My husband and I (both US citizens) are planning/hoping to move to Germany in the next few years. He is self employed and conducts most of his work online. His biggest client is actually based in the US, but it would be mutually beneficial for both him and this client if he were to relocate to Germany to be closer to some of their larger customers. His salary will be roughly 60,000 euros give or take. This will be our only income because I am a teacher here in the US, so my qualifications will mean little to nothing in Germany.

My questions are:

1. Would he qualify for an employment visa as self employed even though he technically is not required to physically be in Germany to conduct his work? 

2. Will the authorities see his salary as sufficient means to support ourselves? 

3. Will I be able to move with him by applying for a family reunion visa? Do I need to wait until his employment visa is granted before I apply? 

Any insight would be greatly appreciated. I have heard that it can be difficult to be granted a visa through our local consulate, so I want to make sure I have a solid understanding before we begin the application process.

Thank you so much for your help.


----------



## Nononymous (Jul 12, 2011)

I think your odds are quite good. Being US citizens, you don't need to go to the consulate to apply for visas beforehand, you can just show up in Germany, register your address, then within 90 days of arrival get yourself off to the Ausländerbehörde (foreigners' office) to request a residence permit. You would apply for the permit together, no need for a separate family reunion thing.

Various thoughts:

The situation you describe is reasonable for a freelancer visa, because it involved working with German customers of a US client, so there is some reason to be physically located in the country (as opposed to purely working online for an American employer). I don't think it would be difficult to make that case.

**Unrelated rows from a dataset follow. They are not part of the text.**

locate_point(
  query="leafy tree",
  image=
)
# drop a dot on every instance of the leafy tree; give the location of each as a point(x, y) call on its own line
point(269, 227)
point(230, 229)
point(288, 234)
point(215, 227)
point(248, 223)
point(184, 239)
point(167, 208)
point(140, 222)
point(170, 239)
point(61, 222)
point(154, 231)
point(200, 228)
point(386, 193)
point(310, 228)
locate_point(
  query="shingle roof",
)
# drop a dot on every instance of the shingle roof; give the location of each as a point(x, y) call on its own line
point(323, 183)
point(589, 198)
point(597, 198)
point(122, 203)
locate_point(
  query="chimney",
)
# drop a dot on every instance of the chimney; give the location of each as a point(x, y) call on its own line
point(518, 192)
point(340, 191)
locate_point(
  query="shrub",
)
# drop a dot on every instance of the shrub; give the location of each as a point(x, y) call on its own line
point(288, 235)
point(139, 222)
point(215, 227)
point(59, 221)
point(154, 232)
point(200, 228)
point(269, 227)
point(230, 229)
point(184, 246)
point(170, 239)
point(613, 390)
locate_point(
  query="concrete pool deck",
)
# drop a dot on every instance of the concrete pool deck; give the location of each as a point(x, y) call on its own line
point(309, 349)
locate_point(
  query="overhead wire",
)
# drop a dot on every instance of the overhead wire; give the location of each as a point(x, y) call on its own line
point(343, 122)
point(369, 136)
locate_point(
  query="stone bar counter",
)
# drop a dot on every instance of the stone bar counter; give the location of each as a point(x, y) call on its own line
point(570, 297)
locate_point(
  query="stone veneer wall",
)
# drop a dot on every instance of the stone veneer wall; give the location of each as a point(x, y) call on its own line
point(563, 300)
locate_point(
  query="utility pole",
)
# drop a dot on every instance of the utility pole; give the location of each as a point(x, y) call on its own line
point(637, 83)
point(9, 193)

60k euro would be enough to get you a residence permit. It's maybe not much for two in the middle of Munich but more than sufficient if you're somewhere with a lower cost of living.

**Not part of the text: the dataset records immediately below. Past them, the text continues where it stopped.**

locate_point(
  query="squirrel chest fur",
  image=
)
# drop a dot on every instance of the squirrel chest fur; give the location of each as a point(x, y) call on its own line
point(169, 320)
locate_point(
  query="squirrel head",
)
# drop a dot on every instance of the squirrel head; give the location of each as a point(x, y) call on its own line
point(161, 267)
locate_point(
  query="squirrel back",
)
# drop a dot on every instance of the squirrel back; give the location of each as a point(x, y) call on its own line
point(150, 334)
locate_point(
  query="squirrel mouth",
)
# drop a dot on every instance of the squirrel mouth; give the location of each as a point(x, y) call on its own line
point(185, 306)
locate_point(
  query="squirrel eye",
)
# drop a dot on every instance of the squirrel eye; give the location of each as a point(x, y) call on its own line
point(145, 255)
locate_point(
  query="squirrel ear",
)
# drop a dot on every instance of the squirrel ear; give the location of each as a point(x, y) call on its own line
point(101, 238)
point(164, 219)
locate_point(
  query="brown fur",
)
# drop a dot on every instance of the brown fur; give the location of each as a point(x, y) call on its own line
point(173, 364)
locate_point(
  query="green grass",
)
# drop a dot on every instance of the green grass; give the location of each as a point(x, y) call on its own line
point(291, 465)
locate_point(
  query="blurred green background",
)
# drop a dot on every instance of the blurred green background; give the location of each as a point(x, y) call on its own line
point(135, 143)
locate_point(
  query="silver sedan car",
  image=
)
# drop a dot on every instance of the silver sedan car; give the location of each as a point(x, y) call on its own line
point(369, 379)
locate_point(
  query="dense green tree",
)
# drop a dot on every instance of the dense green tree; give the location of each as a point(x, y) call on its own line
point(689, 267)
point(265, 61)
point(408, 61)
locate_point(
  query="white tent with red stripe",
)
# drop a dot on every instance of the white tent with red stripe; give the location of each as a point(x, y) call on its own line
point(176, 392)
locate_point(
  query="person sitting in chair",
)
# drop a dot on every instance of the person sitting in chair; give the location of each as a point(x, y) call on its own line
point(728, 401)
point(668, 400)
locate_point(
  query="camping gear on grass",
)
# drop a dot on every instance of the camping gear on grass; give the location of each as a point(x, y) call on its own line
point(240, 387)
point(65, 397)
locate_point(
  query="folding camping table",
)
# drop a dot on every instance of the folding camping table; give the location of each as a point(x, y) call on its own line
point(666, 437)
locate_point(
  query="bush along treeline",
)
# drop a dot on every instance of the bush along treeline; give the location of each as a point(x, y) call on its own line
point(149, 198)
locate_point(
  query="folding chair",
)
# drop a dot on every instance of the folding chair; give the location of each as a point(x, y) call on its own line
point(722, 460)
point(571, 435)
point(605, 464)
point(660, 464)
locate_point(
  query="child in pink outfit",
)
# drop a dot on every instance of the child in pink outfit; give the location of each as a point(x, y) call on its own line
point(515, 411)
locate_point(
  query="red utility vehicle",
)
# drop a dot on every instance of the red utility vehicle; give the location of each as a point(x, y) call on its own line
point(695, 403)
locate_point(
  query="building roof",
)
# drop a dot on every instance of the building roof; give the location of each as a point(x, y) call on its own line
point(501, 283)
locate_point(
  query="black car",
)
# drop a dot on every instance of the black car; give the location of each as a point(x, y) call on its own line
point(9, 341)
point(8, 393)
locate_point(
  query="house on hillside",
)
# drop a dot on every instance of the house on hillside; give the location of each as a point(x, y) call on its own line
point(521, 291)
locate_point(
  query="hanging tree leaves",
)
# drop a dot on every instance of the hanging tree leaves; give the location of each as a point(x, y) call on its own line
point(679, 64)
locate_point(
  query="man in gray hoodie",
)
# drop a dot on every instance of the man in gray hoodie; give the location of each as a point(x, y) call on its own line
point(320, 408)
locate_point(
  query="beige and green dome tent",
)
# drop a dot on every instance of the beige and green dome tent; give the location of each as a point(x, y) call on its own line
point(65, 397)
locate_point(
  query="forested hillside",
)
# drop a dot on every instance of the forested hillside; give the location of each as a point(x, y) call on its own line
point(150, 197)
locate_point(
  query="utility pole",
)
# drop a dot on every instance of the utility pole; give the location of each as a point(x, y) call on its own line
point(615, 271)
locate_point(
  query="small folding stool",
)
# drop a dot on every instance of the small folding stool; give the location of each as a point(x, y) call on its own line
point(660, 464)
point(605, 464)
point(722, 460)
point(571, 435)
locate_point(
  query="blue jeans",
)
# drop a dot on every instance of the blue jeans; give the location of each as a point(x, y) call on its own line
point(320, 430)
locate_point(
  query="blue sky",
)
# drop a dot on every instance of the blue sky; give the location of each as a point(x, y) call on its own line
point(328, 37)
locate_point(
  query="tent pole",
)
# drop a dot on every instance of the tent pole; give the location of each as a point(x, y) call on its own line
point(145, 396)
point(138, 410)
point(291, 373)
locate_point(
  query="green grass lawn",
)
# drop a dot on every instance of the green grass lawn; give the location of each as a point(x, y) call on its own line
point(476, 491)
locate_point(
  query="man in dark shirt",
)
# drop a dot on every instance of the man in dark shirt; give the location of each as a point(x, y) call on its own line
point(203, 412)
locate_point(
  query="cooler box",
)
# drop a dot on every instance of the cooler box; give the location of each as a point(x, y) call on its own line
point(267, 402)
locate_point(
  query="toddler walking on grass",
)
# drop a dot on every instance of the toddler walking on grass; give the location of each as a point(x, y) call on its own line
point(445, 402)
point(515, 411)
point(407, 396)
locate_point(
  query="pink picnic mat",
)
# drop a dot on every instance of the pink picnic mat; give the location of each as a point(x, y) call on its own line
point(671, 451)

You will need to have your own health insurance, presumably private if your husband is self-employed. Do some research, this is not cheap, though probably better than in the US.

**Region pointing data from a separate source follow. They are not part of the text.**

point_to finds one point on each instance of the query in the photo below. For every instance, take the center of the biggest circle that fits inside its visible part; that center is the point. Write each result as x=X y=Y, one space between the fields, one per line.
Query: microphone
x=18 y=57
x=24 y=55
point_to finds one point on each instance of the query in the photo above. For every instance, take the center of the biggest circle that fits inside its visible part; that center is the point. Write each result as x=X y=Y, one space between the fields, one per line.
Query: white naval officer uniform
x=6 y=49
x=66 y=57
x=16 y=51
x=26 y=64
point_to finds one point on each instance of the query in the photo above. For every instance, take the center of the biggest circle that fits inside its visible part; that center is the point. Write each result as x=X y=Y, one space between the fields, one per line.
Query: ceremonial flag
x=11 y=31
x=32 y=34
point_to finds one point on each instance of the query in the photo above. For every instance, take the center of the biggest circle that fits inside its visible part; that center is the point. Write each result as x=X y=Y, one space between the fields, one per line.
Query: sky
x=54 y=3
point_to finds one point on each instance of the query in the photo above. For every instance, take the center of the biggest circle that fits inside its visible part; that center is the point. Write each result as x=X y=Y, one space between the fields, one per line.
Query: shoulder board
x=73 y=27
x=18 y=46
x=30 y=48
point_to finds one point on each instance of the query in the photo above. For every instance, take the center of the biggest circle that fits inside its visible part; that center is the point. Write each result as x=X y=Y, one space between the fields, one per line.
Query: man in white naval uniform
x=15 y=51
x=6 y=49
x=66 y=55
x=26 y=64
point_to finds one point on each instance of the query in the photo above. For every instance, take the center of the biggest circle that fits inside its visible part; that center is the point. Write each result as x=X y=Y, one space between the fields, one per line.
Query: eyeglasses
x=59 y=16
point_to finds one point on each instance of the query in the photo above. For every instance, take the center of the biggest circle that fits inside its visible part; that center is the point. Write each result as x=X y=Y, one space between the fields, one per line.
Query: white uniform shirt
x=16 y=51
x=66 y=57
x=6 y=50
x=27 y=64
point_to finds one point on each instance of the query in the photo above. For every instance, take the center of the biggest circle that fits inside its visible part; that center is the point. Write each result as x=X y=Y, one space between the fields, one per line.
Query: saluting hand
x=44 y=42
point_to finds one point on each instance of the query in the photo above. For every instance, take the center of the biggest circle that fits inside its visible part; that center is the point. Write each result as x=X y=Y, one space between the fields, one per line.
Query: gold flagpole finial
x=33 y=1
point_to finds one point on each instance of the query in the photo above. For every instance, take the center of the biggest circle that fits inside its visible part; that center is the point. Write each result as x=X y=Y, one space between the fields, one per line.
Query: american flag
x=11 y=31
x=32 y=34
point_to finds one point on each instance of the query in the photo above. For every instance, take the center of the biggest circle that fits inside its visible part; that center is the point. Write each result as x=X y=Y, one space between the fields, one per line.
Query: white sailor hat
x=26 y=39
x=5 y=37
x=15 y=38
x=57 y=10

Unless you're planning on this being a short 6-12 month sabbatical, your husband will need to set up as a freelancer and figure out how to pay German taxes. He'd be well advised to hire a Steuerberater (tax accountant).

You might have some possibilities for work teaching at a private or international school. Worth looking into if you're interested. Otherwise, depending on how much German you both speak and where you are located, life can be very isolating, with one person working online and the other not working at all.


----------



## laurahtx (Jul 28, 2017)

Thank you so much for providing all of this information! We will definitely be following your advice about hiring a tax accountant.

One more question:

We are planning on traveling to Munich in November and would like to scope out a few neighborhoods while we are there. What neighborhoods around Munich would you suggest? We will be renting out our house in the US and will use that money to pay our rent in Germany. We'd like to spend less than $3000 per month and have a yard for our dogs. We will not have a car, so easy access to public transportation and a location that is within walking distance of shops and restaurants are our priorities. I know that (clearly) this is something that we will need to decide for ourselves, but it would be nice to have a recommendation for where to start.


----------



## Nononymous (Jul 12, 2011)

I don't know Munich all that well, sorry. Probably best to do some in-person scouting and talking to rental agents etc. about what is and isn't possible.


----------